Notes on Ezekiel, 2: Outline, Organization, Main Themes


I. Proclaiming judgment against Judah, chs 1-24

II. Proclaiming judgment against the nations, chs 25-32

III. Proclaiming restoration for Israel, chs 33-48


The book is organized chronologically, beginning in the fifth year of the captivity of Jehoiachin (593 BC). The last dated prophecy (571 BC), and the only one out of chronological order, is found in ch 29:17ff. This seems to have been connected thematically to the context, accounting for the date out of order. The vision of the new temple, chs 40-48, concludes the book, being dated to 573 BC. The material from the first 24 chapters all date from the period 593-588 BC. The oracles of judgment on the nations date from 587-571 BC. The prophecies of restoration date from 585-573 BC.

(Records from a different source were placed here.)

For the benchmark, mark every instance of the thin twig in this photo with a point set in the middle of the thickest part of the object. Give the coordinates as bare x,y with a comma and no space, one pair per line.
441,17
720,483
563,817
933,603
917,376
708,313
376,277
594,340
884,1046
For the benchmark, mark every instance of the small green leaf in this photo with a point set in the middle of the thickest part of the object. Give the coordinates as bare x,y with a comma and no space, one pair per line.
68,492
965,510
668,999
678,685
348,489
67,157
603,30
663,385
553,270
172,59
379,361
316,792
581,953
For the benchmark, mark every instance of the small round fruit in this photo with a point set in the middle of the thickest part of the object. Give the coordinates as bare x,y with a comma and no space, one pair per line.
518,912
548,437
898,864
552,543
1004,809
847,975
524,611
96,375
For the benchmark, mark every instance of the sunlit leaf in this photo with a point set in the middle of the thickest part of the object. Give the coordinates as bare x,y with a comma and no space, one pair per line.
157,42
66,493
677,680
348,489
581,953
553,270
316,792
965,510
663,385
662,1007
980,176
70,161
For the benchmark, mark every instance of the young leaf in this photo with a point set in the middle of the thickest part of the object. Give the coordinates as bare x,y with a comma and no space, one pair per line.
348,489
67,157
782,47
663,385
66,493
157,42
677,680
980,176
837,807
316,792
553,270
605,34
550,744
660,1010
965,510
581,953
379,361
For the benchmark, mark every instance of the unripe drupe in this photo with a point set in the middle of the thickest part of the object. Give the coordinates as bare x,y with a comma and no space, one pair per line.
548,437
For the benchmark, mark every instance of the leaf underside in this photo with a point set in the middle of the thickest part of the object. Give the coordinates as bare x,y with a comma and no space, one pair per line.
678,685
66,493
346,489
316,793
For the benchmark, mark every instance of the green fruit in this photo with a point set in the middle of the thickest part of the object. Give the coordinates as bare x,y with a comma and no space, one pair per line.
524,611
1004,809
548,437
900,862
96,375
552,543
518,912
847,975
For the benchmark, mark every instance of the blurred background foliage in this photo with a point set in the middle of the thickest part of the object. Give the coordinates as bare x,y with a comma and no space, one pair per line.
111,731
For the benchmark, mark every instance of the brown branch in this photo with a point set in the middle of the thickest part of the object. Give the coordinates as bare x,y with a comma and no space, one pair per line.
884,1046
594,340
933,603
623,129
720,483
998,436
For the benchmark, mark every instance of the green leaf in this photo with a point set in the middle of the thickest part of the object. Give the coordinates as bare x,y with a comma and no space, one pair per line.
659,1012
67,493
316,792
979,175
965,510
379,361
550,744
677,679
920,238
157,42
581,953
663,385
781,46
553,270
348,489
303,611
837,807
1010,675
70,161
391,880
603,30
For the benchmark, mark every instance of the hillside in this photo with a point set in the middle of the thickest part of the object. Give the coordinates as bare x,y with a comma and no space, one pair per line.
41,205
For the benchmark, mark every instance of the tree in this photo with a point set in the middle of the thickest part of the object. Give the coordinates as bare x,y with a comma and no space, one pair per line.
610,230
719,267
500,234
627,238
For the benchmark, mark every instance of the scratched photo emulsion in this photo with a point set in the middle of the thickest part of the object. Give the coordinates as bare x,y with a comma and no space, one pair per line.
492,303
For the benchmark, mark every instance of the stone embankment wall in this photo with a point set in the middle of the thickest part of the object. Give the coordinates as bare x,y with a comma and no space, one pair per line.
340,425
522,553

Thematically, the book is organized around Ezekiel’s three visions of the glory of the Lord. The first of these visions is the account of his call to the prophetic office in chs 1-3, in which the glory of the Lord appears to him among the exiles in Mesopotamia. The second vision, chs 8-11, recounts the gross idolatry of Israel, and the moving of the glory of the Lord out of the temple and out of the city of Jerusalem, leaving it unprotected and open to the coming attack by the Babylonians under Nebuchadnezzar. The final vision, concluding the promises of restoration, shows the glory of the Lord settling in the new temple, in a restored land, in a renewed city

Main Themes:

Chapter 36:16-32 is a key passage for the book as a whole. In this passage the primary themes of the book appear all together. The first theme is the holiness and transcendence of God, demonstrated by the overwhelming appearance of the glory of the Lord, and the repeated emphasis on God’s concern for his holiness.

The second theme is the sinfulness of the people, and the consequent inevitability of judgment. Obviously, this is presented in terse, summary form in chapter 36, but it takes up the whole of the first half of the book.

The third primary theme is that of God’s gracious restoration. While summarized in 36:22ff, it takes up almost the entirety of the last third of the book.

Additional Bibliographical Note:

When posting the other day, I forgot to mention the exposition of Ezekiel by Patrick Fairbairn, which is still useful. In addition, the section on Ezekiel in O. P. Robertson’s The Christ of the Prophets is probably the best short theological summary in print.